What Impact Is Being Achieved—and What’s Ahead?

FSPN Africa’s programming under the broader food systems transformation agenda is looking at achieving:

  • Engagement of over 1,500 adolescents in urban agriculture and nutrition education programs together with other partners.
  • Establishment of more than 5 school and community gardens with composting and agroecological systems.
  • Using digital platforms like CVH.Africa for nutrition and health learning.
  • Increased capacity among educators and public health staff to deliver food systems content in classrooms.

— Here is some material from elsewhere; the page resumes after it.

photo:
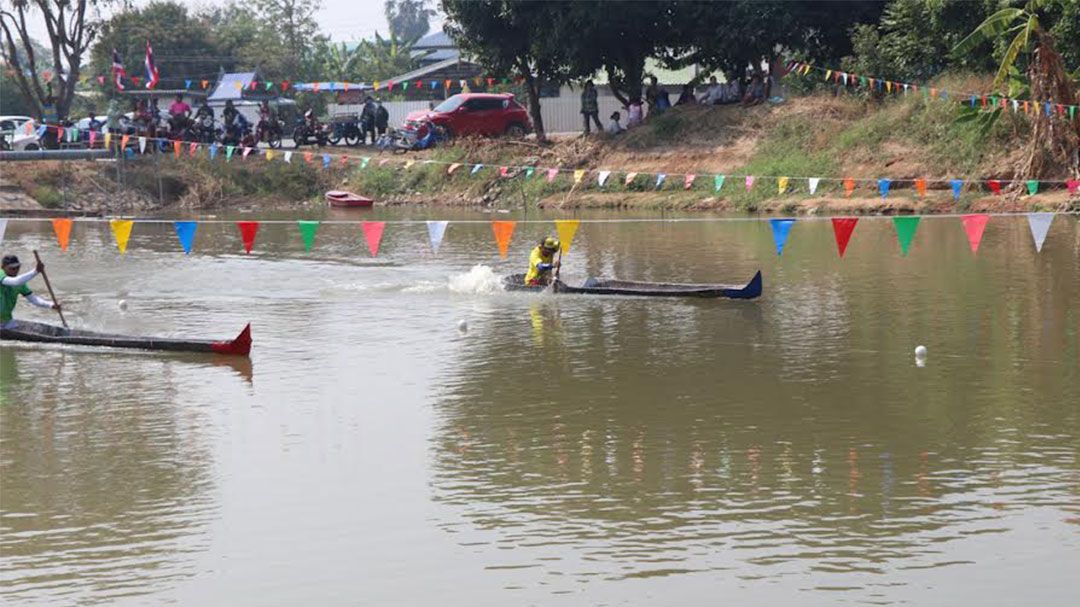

These interventions are also contributing to data generation and behavioral research, helping cities and ministries understand what works in shaping adolescent health outcomes.

As urbanization accelerates and climate pressures mount, expanding these efforts across additional counties and city networks remains a priority.

Scale must be matched by inclusion—ensuring that youth, especially those in low-income urban areas, remain central to the food systems of the future.

Conclusion: Transforming Cities Through Youth, Innovation, and Food

Africa’s urban future demands new approaches to old problems. Malnutrition and NCDs are no longer distant threats—they are daily realities for millions of young people. But the solutions are within reach: a school garden in Kibera, a composting workshop in Kisumu, a digital nutrition app accessed by a teenager in Dar es Salaam.

FSPN Africa’s work demonstrates that when youth are empowered with tools, knowledge, and opportunity, they become leaders—not only of tomorrow, but of today’s most urgent food and health challenges.